Fitch has downgraded Saudi Arabia's sovereign credit rating, citing rising geopolitical tensions and risks.


By Emirates NBD Research


Fitch has downgraded Saudi Arabia’s sovereign credit rating to A from A+, citing rising geopolitical tensions and risks.  Fitch’s rating on the kingdom is now one notch below Moody’s and one notch above Standard & Poor’s.  Separately, Saudi Arabia’s economy slowed in Q219 as oil production cuts took their toll on growth. Overall the economy grew by 0.5% y/y in Q2, down from 1.7% y/y in Q1. The breakdown showed the oil sector contracting by 3% while the non-oil sector expanded by 2.9%, the fastest sincve since 2015, and consistent with firmer PMI readings in Q2.  We forecast overall growth of 2.0% in 2019. Other data from SAMA showed net foreign assets rising USD 4.6bn in August to USD 502.2bn, following declines in June and July.  Broad money supply growth accelerated to 4.9% y/y in August, reflecting faster growth in M1.  Business & individual demand deposits grew 8.1% y/y in August, the fastest annual growth in this component since September 2015.  However, private sector credit growth slowed to 2.4% y/y from 3.0 in July.

US activity data for September showed softness with both the Chicago PMI and the Dallas Fed index both faling by 3.3 points and 1.2 points respectively. Elsewhere in the world economic data reported yesterday was a mixed bag with the final release of UK Q2 GDP data showing an unexpected revision higher in y/y growth, to 1.3% from the provisional 1.2% estimate. Q1 growth was also revised higher, to 0.6% q/q and 2.1% y/y, from.5% and 1.8% respectively before. This morning the Japanese Tankan report fell to 5 from 7 In Q3, although this was better than expected.

The Eurozone also saw mixed data. There was a loss of 10,000 jobs in Germany during September, although the unemployment rate remained unchanged at 5.0% for the month.
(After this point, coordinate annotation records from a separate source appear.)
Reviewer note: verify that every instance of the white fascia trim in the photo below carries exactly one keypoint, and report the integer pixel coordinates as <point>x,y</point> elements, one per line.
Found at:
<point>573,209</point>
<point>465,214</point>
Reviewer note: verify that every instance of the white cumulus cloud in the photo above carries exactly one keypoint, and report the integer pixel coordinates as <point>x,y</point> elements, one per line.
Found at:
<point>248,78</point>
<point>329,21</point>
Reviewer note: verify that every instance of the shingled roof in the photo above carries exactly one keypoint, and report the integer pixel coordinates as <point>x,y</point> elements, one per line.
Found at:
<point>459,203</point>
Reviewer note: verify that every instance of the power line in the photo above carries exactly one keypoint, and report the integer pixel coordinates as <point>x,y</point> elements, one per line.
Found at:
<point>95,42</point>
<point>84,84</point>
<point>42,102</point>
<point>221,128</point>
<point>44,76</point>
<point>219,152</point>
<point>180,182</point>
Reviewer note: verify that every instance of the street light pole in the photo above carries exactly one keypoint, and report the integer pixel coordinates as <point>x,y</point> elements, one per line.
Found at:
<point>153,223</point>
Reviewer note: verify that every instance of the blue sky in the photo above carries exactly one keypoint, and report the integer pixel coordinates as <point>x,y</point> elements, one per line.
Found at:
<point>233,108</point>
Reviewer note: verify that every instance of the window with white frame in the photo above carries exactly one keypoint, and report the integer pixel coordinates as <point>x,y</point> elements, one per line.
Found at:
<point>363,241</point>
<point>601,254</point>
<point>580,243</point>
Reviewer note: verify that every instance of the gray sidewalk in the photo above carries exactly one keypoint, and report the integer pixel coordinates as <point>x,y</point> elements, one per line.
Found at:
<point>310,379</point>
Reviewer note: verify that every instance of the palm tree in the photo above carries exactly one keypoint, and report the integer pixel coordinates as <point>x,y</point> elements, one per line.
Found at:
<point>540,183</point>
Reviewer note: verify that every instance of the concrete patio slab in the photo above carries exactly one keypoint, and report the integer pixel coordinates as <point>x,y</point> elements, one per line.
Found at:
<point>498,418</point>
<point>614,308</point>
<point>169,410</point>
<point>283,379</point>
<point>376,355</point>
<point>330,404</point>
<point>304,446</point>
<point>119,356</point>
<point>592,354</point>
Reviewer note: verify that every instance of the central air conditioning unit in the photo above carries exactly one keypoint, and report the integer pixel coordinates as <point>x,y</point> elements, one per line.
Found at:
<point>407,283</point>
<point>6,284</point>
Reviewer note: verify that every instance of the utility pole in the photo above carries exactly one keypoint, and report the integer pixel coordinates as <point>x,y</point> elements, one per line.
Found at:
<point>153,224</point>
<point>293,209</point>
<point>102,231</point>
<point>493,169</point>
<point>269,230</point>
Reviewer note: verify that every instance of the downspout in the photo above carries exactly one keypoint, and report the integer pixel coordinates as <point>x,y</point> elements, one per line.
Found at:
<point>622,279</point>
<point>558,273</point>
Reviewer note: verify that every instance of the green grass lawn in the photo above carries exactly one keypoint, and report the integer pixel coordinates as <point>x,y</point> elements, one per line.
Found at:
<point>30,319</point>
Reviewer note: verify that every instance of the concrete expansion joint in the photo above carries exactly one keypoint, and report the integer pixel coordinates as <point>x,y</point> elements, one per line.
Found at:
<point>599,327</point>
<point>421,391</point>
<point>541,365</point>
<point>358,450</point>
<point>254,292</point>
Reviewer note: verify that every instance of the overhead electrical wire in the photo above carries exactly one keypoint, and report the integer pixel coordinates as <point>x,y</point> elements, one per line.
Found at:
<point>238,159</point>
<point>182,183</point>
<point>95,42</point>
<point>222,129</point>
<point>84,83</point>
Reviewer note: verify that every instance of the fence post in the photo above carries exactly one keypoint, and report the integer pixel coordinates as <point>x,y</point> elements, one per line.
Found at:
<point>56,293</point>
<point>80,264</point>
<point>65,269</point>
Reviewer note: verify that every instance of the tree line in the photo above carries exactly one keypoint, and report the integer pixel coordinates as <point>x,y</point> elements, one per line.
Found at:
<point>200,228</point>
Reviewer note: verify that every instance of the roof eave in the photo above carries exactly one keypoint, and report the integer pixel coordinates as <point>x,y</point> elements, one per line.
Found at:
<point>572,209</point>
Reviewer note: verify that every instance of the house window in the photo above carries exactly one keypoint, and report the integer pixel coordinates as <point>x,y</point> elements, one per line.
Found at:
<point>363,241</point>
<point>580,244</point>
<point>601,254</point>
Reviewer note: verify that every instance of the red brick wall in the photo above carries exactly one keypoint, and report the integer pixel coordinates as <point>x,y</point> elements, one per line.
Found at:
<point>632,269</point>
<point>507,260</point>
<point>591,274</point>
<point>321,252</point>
In the Eurozone as a whole, the unemployment rate unexpectedly fell to 7.4% in August down from 7.5% in July. Germany’s harmonized inflation measure also fell back to 0.9% y/y in the advance reading for September, from 1.0% y/y in the previous month. The national CPI rate also dropped to 1.2% y/y from 1.4% y/y in August. with lower energy prices being the key factor, with a price decline of -1.1% y/y in September.

Saudi Arabia GDP % y/y

Source: Emirates NBD Research, Bloomberg


Fixed Income

A 3bps rise has taken the yield on ten year US Treasuries to 1.7% this morning, while a similar gain has taken the five year yield to 1.57% and the two year yield has risen by 1 bps to 1.64%.

The Fitch downgrade on Saudi credit had little impact on the bonds. Presently there are unconfirmed reports that the kingdom seeks to issue a dollar-denominated sukuk as soon as early as next month, taking advantage of lower boring costs.
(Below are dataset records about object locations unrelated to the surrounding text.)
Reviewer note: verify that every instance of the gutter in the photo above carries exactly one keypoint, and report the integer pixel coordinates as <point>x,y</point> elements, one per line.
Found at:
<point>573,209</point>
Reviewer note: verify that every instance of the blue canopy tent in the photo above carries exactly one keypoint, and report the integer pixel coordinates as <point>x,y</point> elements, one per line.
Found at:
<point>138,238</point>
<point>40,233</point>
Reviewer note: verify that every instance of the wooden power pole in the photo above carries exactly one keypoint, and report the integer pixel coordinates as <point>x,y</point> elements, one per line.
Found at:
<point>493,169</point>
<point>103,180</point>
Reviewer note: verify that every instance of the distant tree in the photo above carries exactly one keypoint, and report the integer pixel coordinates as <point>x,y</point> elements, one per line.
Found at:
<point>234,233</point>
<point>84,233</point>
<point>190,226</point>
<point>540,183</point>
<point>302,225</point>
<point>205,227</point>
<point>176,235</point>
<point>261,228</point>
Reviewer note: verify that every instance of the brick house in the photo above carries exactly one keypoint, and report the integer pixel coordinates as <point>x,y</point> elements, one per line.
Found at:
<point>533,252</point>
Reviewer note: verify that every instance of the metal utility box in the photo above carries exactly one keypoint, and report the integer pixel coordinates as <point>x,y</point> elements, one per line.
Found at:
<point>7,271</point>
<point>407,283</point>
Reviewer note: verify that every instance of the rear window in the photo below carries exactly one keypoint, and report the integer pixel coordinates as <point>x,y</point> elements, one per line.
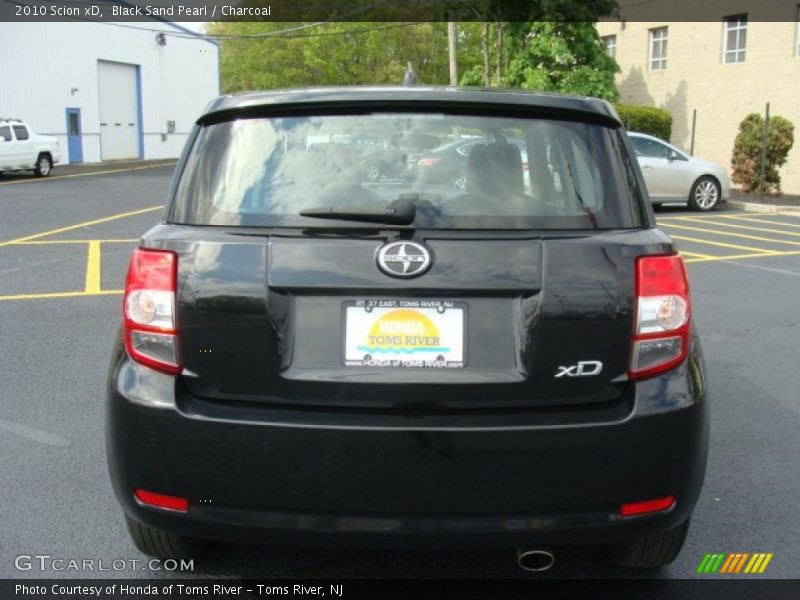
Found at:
<point>462,172</point>
<point>21,132</point>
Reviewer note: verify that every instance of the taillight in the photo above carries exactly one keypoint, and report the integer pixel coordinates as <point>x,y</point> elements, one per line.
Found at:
<point>633,509</point>
<point>175,503</point>
<point>663,314</point>
<point>151,335</point>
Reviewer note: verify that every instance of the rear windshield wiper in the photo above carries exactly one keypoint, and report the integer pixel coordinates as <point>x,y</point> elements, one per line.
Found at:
<point>400,213</point>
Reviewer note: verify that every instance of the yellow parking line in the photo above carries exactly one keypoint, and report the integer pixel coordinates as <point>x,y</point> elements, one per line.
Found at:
<point>721,244</point>
<point>757,238</point>
<point>79,225</point>
<point>757,220</point>
<point>46,242</point>
<point>60,295</point>
<point>742,256</point>
<point>695,254</point>
<point>750,227</point>
<point>93,268</point>
<point>53,178</point>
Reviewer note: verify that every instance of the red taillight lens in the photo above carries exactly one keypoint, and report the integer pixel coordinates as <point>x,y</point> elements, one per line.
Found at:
<point>161,500</point>
<point>663,314</point>
<point>648,506</point>
<point>149,307</point>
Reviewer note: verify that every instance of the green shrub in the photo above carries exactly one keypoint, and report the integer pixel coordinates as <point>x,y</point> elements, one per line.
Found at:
<point>747,150</point>
<point>646,119</point>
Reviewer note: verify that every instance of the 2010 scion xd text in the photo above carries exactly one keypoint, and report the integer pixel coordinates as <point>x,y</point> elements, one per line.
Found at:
<point>313,353</point>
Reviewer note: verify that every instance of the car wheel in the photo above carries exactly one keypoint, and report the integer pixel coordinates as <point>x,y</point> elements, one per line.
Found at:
<point>372,172</point>
<point>161,544</point>
<point>44,164</point>
<point>653,551</point>
<point>705,194</point>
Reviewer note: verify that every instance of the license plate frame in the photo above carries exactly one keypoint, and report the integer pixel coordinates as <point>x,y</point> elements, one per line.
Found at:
<point>418,333</point>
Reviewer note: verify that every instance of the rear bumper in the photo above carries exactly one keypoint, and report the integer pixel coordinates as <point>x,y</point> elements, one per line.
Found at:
<point>328,478</point>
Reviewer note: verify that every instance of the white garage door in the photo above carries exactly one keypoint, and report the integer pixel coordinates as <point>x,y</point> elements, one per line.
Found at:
<point>119,125</point>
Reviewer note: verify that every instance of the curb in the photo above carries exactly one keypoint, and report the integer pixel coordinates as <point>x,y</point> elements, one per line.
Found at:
<point>762,208</point>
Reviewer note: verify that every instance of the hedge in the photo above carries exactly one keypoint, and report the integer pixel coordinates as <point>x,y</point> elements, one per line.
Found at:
<point>646,119</point>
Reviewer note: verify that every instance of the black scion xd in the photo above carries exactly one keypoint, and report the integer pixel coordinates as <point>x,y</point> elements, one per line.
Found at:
<point>310,356</point>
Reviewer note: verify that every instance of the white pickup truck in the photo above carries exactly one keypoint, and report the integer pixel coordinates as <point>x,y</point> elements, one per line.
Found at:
<point>23,150</point>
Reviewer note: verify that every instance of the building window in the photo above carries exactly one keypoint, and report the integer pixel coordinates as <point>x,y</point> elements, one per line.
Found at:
<point>735,39</point>
<point>797,39</point>
<point>658,49</point>
<point>611,45</point>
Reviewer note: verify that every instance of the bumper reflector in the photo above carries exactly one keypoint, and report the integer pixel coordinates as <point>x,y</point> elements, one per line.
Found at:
<point>633,509</point>
<point>162,501</point>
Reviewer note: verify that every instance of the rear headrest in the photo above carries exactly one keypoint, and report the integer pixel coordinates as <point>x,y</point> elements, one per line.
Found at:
<point>495,170</point>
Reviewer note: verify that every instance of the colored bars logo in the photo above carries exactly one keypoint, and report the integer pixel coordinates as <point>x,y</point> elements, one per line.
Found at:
<point>738,562</point>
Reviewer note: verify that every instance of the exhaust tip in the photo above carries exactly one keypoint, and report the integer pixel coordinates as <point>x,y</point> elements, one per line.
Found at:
<point>535,560</point>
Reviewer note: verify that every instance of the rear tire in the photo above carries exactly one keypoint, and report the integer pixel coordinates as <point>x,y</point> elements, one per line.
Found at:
<point>161,544</point>
<point>651,552</point>
<point>705,194</point>
<point>44,165</point>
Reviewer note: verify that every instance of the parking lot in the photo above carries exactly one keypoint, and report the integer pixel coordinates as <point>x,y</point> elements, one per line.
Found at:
<point>64,246</point>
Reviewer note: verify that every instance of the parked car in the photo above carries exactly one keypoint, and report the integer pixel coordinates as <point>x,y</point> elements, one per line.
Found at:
<point>21,149</point>
<point>672,175</point>
<point>447,164</point>
<point>306,358</point>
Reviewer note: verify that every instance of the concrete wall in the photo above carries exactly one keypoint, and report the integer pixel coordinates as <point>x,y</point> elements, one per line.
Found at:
<point>723,94</point>
<point>48,67</point>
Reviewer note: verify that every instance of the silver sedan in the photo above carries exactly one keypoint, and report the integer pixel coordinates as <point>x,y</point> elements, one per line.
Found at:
<point>673,176</point>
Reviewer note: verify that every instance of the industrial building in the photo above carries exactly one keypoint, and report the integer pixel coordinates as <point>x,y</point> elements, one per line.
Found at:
<point>107,91</point>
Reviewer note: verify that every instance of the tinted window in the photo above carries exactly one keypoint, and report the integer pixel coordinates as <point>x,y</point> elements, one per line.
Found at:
<point>649,148</point>
<point>21,132</point>
<point>485,172</point>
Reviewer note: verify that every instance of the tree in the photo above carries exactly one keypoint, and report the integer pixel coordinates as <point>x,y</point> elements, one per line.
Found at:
<point>748,147</point>
<point>560,57</point>
<point>342,53</point>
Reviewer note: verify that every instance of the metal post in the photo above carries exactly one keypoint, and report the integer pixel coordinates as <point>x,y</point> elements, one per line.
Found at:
<point>764,153</point>
<point>451,48</point>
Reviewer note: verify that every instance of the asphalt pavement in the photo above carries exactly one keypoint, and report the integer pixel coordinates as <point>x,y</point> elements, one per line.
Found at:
<point>64,246</point>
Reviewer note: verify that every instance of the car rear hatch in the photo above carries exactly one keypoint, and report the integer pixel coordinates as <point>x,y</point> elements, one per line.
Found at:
<point>515,309</point>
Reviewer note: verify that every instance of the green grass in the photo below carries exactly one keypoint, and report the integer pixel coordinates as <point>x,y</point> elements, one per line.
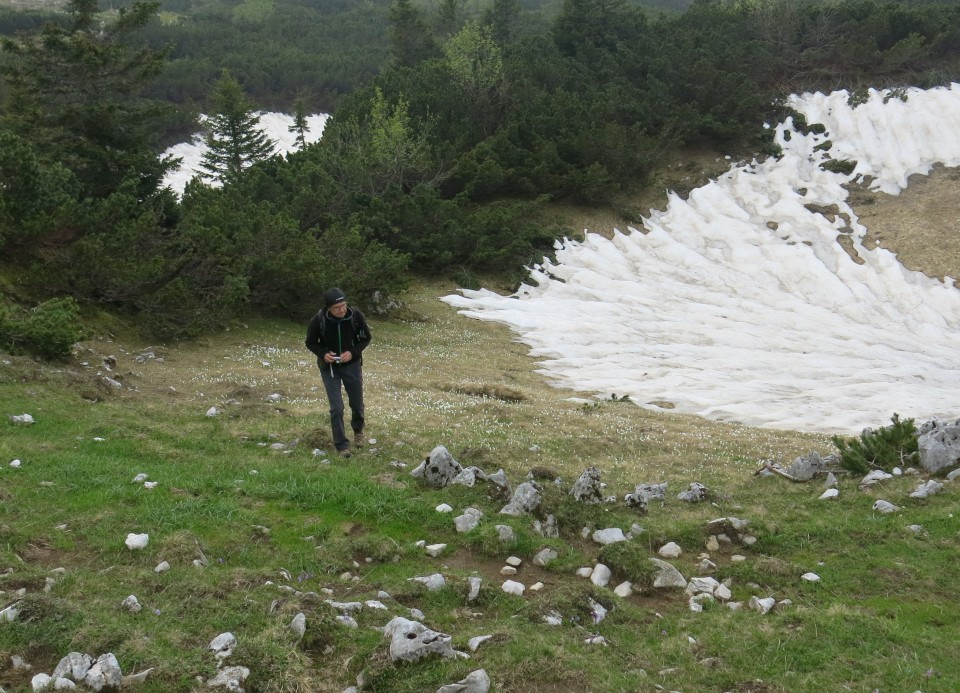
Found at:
<point>882,617</point>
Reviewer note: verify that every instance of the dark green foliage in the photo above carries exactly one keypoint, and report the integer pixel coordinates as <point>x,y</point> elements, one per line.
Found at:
<point>36,199</point>
<point>76,96</point>
<point>885,448</point>
<point>48,330</point>
<point>233,137</point>
<point>629,560</point>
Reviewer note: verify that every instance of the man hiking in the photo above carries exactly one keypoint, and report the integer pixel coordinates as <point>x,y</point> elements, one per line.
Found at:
<point>338,334</point>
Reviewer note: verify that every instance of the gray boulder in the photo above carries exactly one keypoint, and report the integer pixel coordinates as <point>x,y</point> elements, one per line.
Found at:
<point>476,682</point>
<point>588,488</point>
<point>644,493</point>
<point>439,469</point>
<point>667,575</point>
<point>104,674</point>
<point>525,500</point>
<point>939,447</point>
<point>411,641</point>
The Dollar ended September and is starting October with a firm bias, with the DXY reaching 28-month highs of 99.50 this morning. A soft  EURUSD contributed most to overall USD strength, reaching as low as 1.0885 on the back of cool German CPI. Softer U.S. Chicago PMI and Dallas Fed index did see some USD position squaring however. Elsewhere, USDJPY traded over 108.15 on better risk taking levels, while GBPUSD dipped below 1.23.

Currently AUDUSD is almost unchanged at 0.67477 in the aftermath of the RBA cutting interest rates 25bps to 0.75%. Despite the policy makers communicating that they are willing to ease interest rates futher, the AUD has not softened as this activity was largely priced in.
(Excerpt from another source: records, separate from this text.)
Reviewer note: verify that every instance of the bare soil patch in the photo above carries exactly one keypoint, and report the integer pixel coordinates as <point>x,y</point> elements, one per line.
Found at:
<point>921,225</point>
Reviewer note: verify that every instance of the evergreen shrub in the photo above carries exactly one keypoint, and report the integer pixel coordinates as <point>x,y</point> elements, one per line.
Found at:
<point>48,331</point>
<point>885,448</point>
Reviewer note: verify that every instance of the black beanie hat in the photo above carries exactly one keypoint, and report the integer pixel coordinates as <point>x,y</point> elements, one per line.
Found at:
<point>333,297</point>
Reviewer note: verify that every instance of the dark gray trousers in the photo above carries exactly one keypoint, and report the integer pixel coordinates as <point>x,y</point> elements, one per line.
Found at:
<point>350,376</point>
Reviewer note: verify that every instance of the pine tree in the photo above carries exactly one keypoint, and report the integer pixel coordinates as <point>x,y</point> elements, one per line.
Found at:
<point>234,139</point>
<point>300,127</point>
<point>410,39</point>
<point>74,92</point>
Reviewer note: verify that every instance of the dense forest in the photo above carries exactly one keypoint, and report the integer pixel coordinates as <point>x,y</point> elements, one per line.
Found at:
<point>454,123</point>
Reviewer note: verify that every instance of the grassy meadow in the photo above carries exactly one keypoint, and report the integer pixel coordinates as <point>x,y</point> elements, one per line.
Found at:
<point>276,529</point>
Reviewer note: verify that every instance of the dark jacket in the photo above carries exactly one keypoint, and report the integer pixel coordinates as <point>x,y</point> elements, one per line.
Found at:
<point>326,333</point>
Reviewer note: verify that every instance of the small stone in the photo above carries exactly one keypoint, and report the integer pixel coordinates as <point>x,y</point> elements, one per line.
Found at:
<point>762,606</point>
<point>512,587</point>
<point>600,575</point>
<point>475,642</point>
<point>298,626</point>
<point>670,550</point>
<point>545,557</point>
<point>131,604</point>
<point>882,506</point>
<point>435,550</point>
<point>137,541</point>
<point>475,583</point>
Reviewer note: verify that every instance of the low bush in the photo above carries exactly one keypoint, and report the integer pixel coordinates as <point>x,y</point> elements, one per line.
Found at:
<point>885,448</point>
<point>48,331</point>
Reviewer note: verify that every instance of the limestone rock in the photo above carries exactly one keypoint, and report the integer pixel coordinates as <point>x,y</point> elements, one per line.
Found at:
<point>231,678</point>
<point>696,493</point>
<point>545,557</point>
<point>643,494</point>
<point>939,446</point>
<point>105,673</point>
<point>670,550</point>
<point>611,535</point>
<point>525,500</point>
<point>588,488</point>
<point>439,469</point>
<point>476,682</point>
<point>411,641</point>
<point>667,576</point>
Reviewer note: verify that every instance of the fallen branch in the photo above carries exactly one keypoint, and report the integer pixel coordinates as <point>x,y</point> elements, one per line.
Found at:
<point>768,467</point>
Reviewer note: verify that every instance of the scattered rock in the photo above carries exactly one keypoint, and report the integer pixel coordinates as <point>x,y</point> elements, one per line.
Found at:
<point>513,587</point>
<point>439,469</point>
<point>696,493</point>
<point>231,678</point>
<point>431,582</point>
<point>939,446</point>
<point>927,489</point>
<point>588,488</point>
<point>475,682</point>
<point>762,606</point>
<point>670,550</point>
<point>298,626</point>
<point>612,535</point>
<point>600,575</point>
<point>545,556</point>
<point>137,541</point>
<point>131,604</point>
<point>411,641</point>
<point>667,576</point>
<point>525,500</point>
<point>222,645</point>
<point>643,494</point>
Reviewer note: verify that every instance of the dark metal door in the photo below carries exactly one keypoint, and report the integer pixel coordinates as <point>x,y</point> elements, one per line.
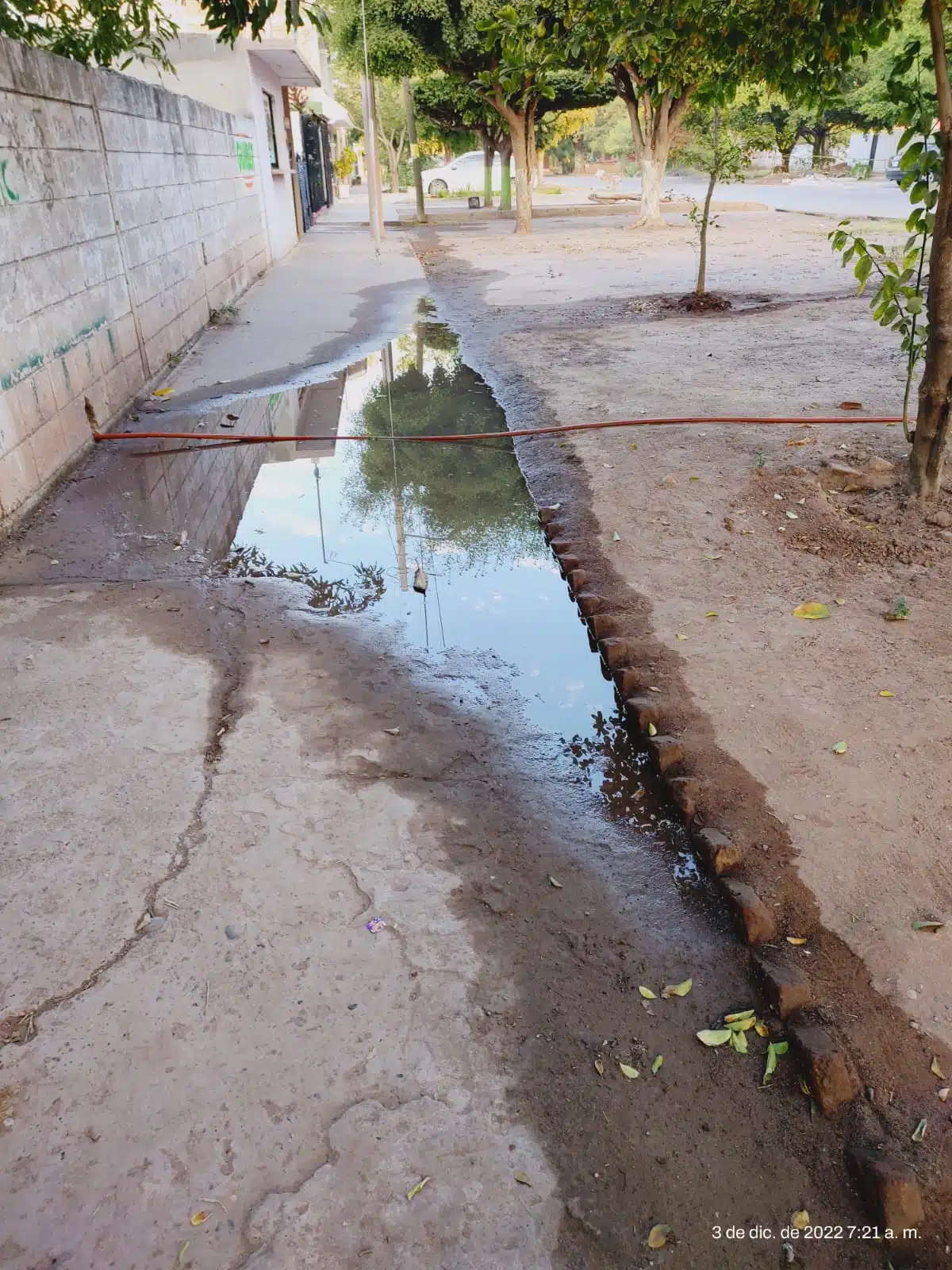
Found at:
<point>314,133</point>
Global equity indices closed higher for the most part overnight, with only the FTSE 100 down a quarter of one percent.  The S&P500 posted a 0.36% gain, while the Nasdaq rose by 0.75%.  In Europe, the Eurostoxx closed 0.66% higher while DAX appreciated by 0.38%. Japanese equities are higher this morning, despite a decline in the Tankan index. As we go to print, the Nikkei has risen 0.77%, in contrast to the Shangahi Composite Index with is 0.92% lower.

Regional equity indices closed largely lower yesterday, although DFMGI was broadly unchanged and Tadawul ASI was up nearly 0.5%.



Oil prices increased slightly overnight ahead of the resumption of US-China trade talks next week, and following the worst quarter so far this year.  The news that Saudi Aramco has largely restored output following the attacks in September is likely to limit further upside however, along with concerns about global growth.